Editor: Melanie Königshoff1

In the interests of transparency, eLife publishes the most substantive revision requests and the accompanying author responses.

Acceptance summary:

We believe that your study on the role of submucosal glands in host immunity will add critical insight into how this airway niche regulates the response to infectious diseases.

Decision letter after peer review:

Thank you for submitting your article "Lack of Airway Submucosal Glands Impairs Respiratory Host Defenses" for consideration by eLife. Your article has been reviewed by two peer reviewers, and the evaluation has been overseen by a Reviewing Editor and Edward Morrisey as the Senior Editor. The reviewers have opted to remain anonymous.

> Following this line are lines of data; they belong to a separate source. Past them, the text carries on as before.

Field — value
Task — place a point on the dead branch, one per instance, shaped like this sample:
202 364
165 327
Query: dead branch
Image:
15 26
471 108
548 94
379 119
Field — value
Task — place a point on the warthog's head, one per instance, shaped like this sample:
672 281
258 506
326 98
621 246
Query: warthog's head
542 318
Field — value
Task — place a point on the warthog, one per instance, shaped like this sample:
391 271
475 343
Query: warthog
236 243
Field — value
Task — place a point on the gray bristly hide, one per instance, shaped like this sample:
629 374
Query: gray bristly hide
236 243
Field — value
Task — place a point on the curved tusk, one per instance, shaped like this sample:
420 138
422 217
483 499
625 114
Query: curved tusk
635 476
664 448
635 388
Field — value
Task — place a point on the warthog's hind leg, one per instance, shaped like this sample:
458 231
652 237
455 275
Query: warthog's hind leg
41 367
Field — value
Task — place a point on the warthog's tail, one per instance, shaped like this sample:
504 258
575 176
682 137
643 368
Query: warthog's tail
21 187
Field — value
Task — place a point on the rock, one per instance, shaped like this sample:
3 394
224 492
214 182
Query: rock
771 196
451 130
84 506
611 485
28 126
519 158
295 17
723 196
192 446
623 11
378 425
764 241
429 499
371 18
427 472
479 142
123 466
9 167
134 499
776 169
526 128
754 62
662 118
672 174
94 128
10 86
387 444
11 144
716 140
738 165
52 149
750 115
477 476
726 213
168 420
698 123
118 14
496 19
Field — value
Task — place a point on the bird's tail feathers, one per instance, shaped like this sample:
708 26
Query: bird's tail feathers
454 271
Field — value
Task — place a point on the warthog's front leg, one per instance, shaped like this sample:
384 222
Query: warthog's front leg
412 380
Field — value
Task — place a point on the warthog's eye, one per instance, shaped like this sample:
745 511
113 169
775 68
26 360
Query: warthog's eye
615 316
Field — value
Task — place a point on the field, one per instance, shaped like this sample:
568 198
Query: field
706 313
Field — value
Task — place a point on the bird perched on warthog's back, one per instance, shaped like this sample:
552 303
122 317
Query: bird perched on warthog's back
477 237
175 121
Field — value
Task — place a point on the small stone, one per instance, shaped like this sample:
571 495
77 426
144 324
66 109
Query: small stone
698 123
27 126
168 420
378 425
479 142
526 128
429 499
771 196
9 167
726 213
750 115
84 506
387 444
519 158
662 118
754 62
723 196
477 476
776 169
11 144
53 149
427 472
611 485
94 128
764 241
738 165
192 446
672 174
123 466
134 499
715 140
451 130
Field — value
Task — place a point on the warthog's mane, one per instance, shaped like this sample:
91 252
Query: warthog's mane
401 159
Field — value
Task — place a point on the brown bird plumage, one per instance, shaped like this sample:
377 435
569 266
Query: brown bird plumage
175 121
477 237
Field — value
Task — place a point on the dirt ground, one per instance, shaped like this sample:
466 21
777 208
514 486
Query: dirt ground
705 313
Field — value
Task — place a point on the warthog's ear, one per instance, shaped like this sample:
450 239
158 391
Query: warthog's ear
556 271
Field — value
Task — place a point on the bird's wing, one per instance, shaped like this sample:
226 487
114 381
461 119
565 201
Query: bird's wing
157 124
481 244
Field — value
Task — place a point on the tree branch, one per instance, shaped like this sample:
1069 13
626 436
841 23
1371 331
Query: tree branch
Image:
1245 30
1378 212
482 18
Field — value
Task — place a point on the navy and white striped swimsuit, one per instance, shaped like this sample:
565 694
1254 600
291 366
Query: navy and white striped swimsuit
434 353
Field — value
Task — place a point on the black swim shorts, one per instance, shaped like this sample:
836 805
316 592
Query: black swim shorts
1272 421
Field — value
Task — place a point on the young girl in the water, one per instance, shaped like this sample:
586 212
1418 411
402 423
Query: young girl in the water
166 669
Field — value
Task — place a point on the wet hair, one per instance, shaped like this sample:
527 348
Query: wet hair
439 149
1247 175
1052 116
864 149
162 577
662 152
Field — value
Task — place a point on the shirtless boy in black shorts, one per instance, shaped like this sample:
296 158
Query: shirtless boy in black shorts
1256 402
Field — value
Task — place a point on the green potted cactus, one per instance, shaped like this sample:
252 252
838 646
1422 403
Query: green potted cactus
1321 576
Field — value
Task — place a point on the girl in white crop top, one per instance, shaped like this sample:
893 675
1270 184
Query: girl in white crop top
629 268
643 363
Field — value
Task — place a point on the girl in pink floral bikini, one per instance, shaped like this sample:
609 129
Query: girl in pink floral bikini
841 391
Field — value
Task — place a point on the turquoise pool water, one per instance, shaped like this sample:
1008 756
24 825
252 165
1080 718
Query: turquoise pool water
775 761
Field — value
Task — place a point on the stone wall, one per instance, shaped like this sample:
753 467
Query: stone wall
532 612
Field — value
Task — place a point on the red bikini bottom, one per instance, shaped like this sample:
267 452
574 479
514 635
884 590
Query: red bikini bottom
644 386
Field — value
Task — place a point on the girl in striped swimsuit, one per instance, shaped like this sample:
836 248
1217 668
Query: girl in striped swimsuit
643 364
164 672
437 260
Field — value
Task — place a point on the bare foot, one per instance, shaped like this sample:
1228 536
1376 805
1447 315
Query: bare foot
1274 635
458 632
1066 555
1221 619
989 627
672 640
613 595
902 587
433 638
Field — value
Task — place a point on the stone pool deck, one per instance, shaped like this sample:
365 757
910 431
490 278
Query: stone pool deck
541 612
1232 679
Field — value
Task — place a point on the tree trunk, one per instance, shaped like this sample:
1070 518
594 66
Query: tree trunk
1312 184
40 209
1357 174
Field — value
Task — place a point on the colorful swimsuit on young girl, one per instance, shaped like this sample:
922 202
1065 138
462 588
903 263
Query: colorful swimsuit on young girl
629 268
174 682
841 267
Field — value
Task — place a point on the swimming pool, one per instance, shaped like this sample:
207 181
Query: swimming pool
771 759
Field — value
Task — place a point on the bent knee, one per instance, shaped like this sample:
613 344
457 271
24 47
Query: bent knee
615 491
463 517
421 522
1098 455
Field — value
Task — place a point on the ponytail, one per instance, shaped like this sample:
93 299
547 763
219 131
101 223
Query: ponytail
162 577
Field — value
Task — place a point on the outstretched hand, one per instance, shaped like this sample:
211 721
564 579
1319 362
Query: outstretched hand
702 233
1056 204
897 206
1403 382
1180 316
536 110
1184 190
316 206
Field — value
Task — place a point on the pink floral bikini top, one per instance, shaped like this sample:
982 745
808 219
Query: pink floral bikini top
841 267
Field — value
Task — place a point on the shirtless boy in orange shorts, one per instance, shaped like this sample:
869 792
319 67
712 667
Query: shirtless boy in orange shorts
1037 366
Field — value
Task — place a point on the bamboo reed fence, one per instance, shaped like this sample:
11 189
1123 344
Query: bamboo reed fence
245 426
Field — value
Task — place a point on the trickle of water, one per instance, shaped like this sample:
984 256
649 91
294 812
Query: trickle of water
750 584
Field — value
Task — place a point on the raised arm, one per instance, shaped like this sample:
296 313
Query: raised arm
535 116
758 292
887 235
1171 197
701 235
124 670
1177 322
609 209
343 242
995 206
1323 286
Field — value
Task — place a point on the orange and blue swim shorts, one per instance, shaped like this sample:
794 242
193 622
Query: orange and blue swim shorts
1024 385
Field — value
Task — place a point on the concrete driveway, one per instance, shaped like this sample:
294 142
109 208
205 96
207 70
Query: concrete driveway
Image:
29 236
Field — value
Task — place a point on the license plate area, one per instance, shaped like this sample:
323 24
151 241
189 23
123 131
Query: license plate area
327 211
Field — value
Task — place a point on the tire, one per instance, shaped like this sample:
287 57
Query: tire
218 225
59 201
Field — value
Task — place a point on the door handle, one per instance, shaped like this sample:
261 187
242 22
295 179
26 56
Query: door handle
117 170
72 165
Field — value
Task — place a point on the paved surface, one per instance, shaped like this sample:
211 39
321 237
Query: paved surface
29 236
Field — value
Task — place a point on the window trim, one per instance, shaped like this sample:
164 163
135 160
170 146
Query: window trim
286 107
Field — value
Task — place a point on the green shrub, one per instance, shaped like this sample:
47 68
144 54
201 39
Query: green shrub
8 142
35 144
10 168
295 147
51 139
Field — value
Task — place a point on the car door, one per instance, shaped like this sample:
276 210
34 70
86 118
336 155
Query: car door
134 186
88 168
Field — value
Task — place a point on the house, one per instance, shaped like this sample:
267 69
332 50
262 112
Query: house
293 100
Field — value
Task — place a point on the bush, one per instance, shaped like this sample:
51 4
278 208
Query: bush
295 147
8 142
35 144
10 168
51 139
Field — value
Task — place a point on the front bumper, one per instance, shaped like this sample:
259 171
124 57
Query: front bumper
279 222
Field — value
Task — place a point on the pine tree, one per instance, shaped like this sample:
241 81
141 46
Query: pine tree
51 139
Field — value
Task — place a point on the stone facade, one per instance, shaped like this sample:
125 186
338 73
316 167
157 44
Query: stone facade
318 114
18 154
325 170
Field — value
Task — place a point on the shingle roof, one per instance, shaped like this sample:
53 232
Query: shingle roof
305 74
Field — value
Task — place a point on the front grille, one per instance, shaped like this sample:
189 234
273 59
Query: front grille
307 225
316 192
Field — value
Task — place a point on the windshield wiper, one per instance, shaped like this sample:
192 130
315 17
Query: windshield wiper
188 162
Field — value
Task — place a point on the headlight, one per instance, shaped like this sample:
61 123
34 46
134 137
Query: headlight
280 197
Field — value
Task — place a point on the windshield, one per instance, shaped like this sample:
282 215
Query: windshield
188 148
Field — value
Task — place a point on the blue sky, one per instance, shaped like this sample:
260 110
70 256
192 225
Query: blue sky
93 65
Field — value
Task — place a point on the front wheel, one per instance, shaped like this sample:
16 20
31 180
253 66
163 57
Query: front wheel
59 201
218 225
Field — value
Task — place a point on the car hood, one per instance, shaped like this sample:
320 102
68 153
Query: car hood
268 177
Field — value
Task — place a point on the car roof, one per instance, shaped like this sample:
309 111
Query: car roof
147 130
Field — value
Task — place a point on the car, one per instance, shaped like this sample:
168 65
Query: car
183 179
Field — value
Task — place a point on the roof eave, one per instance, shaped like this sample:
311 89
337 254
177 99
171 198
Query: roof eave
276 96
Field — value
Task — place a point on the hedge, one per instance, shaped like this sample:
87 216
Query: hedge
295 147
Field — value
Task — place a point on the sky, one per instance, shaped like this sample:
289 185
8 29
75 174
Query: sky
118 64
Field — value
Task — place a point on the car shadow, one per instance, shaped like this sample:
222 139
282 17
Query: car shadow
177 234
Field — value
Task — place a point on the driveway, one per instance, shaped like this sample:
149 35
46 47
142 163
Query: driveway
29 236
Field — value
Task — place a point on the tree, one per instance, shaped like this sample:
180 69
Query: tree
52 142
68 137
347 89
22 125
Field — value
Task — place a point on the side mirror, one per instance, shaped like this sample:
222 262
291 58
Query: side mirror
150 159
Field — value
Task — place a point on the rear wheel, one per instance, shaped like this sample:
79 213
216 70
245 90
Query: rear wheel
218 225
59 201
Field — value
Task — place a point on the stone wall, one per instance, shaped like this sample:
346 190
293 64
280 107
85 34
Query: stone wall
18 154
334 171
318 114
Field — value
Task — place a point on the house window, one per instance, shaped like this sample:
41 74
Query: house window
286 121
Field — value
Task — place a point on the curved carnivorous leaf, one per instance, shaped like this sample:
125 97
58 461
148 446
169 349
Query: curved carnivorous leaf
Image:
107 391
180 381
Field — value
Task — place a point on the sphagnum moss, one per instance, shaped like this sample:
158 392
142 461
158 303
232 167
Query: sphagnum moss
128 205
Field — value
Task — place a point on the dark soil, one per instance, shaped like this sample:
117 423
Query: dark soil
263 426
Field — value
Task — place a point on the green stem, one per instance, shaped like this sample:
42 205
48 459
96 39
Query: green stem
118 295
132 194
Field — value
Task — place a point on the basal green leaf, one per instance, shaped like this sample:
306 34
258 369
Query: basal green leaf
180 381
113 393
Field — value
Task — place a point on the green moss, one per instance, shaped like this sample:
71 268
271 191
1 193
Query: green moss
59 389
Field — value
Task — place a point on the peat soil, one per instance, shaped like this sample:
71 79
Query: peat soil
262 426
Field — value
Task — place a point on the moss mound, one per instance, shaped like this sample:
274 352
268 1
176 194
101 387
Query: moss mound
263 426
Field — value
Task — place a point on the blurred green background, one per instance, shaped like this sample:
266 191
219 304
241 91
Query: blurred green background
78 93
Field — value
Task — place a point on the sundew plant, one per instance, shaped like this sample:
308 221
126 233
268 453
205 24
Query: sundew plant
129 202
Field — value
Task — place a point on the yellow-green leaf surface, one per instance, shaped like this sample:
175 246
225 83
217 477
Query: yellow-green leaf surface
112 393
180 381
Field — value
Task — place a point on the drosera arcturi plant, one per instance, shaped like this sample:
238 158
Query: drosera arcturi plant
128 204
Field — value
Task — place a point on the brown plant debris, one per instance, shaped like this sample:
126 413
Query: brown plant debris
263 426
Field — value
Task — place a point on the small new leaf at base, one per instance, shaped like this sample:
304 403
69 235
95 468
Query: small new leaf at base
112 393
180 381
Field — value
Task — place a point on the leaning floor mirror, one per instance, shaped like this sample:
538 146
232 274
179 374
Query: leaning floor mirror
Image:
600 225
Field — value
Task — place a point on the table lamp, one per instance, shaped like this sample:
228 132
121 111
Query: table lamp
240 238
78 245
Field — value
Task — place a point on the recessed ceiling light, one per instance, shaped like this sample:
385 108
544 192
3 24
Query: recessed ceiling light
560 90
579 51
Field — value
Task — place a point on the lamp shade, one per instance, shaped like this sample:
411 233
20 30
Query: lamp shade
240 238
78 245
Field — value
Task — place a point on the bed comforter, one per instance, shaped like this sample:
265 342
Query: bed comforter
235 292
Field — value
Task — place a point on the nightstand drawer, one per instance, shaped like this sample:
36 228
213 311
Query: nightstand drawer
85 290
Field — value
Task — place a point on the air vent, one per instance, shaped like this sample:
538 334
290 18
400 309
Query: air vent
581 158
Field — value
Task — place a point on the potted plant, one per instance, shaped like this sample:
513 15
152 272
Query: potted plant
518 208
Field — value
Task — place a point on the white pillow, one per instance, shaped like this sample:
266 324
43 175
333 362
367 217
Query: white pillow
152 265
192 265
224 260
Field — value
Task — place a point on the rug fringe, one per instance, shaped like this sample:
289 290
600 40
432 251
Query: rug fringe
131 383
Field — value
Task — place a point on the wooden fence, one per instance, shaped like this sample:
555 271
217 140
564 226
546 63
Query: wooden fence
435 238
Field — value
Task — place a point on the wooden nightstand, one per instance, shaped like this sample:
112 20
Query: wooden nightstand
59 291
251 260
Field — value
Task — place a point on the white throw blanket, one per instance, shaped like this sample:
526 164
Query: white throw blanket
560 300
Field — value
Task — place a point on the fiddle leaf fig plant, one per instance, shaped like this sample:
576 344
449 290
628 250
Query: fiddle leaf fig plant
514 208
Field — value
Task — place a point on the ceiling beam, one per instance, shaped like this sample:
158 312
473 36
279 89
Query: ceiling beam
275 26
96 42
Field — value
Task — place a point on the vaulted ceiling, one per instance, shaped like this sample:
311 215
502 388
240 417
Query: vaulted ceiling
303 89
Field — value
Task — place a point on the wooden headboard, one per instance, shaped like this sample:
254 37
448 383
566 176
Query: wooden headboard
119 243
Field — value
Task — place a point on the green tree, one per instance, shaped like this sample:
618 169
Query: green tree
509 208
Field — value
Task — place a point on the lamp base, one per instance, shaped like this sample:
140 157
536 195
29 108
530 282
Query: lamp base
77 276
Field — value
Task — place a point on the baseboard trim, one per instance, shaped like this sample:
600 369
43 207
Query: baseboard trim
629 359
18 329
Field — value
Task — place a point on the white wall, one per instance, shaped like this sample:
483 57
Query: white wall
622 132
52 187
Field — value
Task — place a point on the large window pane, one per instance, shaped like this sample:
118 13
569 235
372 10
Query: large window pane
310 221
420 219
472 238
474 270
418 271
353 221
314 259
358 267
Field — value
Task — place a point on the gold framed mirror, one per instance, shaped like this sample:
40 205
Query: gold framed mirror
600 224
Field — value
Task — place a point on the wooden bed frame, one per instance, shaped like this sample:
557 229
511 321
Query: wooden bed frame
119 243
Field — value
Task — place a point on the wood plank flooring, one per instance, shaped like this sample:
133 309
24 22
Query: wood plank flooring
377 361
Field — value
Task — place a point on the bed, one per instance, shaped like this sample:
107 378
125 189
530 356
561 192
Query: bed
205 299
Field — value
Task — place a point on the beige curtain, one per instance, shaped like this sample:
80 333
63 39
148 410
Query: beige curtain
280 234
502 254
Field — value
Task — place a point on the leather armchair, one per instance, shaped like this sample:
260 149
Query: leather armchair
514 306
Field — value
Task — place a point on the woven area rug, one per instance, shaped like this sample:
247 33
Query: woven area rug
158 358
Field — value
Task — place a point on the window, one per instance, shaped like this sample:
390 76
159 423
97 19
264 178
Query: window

The reviewers have discussed the reviews with one another and the Reviewing Editor has drafted this decision to help you prepare a revised submission.

We would like to draw your attention to changes in our revision policy that we have made in response to COVID-19 (https://elifesciences.org/articles/57162). Specifically, we are asking editors to accept without delay manuscripts, like yours, that they judge can stand as eLife papers without additional data, even if they feel that they would make the manuscript stronger. Thus the revisions requested below only address clarity and presentation.

The current study addresses a scientific question of high interest and further substantiate the long-standing assumption that SMG s are critical for muco-ciliary clearance. The study is well performed with many robust results, which support the conclusions and warrants publication in eLife.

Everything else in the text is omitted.